●前々回、宝永5年(1708)8月に下附された『河内国河内郡川中新田検地帳』の奥書に、請負人の一人として「河内屋五郎平」の名を確認しました。


 ●「川中新田」の名は、その年の2月25日、検地が始まるに際して、落札後から開発中(鍬下年季)の

呼び名であった「吉田川筋新田」に、正式な村名として名付けられたものです。

 その後の経緯から見ても、「地名としての川中の始まり」と言えるでしょう。


 ●この名は恐らく、請負人の「内屋五郎平」と「九兵衛」から一字ずつとった「河中」に由来し、

それを「川中」と改めたようであり、上記のように、従前にはない新地名と言えます。

 ここで、「河中新田」としなかったのは、深野池(ふこのいけ・ふこうのいけ)を開発した新田の一部に、

別の河内屋が開発した「河内屋北新田」と「河内屋南新田」があることによると見られ、その略称と成り得る「河北」・「河南」と「河中」とで、その位置の誤認や同一の開発者と見られる紛らわしさを避けたのではないかと思われます。


 ●新田名が正式に決まったことから、前回見た、『検地帳』と同じ宝永5年8月書き改めの「川中新田会所屋敷替地之覚書」に、中九兵衛と並んで「河内屋五郎平」の名が出てきます。


            


 ●この署名は、今米村と川中新田の私的な覚書だけに、半年前に決まった新田名を、それまでの屋号の代わりに、苗字の如くに使用したものと考えられます。

 「川中新田の五郎平」を略して「川中の五郎平」、そして「川中五郎平」・・・・・。


 ●ある意味、これが「苗字としての川中の始まり」と言えなくもありませんが、前述の通り、時代が時代だけに、その年(1708)も、13年経った享保6年(1721)でも、共に公式文書では「河内屋」のままであったことから、正式には名乗れないもので、定着するまでには相当の時間経過を要しています。

 決して、「川中」という苗字が先にあって「新田名」として採用されたものではないと言えるでしょう。

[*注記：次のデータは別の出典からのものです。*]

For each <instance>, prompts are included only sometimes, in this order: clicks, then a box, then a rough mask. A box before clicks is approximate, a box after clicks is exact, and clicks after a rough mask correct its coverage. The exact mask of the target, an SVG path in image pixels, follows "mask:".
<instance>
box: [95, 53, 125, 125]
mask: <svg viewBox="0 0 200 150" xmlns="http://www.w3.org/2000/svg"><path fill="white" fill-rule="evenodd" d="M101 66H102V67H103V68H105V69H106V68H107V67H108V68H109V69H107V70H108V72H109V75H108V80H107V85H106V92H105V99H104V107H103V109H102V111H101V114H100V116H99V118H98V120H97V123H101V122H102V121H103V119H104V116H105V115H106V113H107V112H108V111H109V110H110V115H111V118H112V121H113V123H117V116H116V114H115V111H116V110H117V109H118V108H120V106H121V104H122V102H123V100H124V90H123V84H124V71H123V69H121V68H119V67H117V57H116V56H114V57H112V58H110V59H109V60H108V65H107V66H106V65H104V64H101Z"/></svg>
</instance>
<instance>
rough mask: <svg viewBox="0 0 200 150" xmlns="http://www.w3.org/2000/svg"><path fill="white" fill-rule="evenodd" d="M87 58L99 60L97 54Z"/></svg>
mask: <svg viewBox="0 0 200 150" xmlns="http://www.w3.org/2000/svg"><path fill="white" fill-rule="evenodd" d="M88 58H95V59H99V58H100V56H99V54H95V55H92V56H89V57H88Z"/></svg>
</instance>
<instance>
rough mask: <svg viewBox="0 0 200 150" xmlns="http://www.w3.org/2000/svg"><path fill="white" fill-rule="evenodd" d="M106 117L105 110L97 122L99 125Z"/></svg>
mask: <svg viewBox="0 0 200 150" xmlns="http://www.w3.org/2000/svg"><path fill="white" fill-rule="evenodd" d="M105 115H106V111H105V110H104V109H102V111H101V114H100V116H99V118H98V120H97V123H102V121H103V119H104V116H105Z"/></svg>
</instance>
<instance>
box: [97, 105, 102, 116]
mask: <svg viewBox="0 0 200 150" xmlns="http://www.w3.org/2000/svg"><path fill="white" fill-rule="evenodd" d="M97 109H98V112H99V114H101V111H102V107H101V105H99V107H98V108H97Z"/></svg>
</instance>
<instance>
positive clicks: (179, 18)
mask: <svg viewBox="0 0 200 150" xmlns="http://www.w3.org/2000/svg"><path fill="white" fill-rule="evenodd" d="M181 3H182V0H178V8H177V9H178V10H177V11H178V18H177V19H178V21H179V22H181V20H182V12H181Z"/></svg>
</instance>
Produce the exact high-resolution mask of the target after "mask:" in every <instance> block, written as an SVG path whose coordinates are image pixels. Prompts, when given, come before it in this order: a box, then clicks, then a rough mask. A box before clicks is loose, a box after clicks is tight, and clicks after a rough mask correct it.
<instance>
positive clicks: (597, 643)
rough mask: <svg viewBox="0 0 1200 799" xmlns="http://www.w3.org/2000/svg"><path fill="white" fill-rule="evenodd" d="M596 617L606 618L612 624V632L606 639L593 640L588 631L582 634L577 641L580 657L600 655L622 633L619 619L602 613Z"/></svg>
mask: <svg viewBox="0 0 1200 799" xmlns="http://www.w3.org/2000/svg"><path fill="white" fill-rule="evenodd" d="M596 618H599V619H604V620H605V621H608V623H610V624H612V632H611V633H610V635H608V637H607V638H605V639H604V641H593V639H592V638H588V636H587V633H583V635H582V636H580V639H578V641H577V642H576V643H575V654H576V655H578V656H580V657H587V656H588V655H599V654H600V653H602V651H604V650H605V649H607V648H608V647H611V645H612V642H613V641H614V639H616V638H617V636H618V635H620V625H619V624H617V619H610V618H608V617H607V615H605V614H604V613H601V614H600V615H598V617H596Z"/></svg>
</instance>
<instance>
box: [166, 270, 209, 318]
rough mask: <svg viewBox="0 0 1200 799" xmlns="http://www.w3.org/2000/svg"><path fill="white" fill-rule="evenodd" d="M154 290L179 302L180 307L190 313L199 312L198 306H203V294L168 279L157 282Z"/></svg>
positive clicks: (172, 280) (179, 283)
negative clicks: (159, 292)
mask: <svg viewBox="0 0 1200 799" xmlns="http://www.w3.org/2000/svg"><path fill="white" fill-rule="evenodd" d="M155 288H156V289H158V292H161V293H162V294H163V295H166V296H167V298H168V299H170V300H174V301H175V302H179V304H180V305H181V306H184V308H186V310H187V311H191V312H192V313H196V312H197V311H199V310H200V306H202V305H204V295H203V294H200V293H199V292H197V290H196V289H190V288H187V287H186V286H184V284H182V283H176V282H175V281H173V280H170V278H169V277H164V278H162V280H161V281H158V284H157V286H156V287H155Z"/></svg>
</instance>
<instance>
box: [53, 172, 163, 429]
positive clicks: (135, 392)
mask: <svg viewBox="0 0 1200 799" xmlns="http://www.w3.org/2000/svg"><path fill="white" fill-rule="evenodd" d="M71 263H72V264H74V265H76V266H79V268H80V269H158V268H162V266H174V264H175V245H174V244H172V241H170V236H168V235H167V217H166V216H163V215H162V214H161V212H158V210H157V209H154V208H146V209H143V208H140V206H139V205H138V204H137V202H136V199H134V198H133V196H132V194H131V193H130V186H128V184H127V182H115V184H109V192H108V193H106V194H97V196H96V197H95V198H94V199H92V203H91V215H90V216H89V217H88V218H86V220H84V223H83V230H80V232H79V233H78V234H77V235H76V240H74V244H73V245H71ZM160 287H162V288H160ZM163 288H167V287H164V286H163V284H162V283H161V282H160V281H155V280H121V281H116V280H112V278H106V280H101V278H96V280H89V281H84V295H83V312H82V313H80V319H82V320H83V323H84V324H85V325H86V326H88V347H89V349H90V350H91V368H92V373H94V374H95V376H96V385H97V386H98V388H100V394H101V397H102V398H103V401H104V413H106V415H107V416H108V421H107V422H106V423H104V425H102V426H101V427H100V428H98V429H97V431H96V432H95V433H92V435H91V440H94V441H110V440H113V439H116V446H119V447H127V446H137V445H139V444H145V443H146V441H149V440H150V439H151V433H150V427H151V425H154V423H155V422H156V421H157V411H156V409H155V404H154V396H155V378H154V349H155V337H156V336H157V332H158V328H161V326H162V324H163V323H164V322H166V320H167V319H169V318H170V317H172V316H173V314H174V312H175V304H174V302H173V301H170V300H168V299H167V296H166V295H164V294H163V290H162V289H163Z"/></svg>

 ●遡って宝永2年(1705)。新田開発に先立ち、開発権を落札した人が「地代金」を納入しました。

因みに、この地代金。幕府が前年に負担した大和川付け替え費用を捻出したものです。

 この年5月15日付の、万年長十郎手代による「吉田川筋新田」の地代金請取書の宛名は「大坂河内屋五郎平」殿となっています。

 ここで、川中新田の祖・河内屋五郎平は、元々大坂の人であることが分かりました。

 
      


 ●更に、付け替え工事終了直後、宝永元年(1704)11月9日の、万年長十郎に宛てた開発権入札文書(控)には、「大坂菊屋町・河内屋五郎平」とあり、出身地がより明確になりました。


   


 ●この「菊屋町」は、明治5年(1872)に心斎橋筋1~2丁目に組み込まれた町。

 心斎橋筋を挟んだ両側の町で、東西の横道としては、町北に八幡筋、町中に三津寺筋があり、

町南の宗右衛門町に沿って道頓堀川が流れ、中央の南北筋は戎橋に通じていました。


               

                  赤い部分が菊屋町推定地域


 ●このように、「河内屋五郎平」は、宝永2年(1705)以降、新田開発のために大坂菊屋町から移住、事業を始めた会所を含む新田地に「川中新田」という名が付いたために、「川中」を苗字へ転化しようと試みるも、容易に認めてもらえませんでした。

 川中家のスタートは、この会所であり、今米屋敷の誕生には半世紀以上の時を待たねばなりません。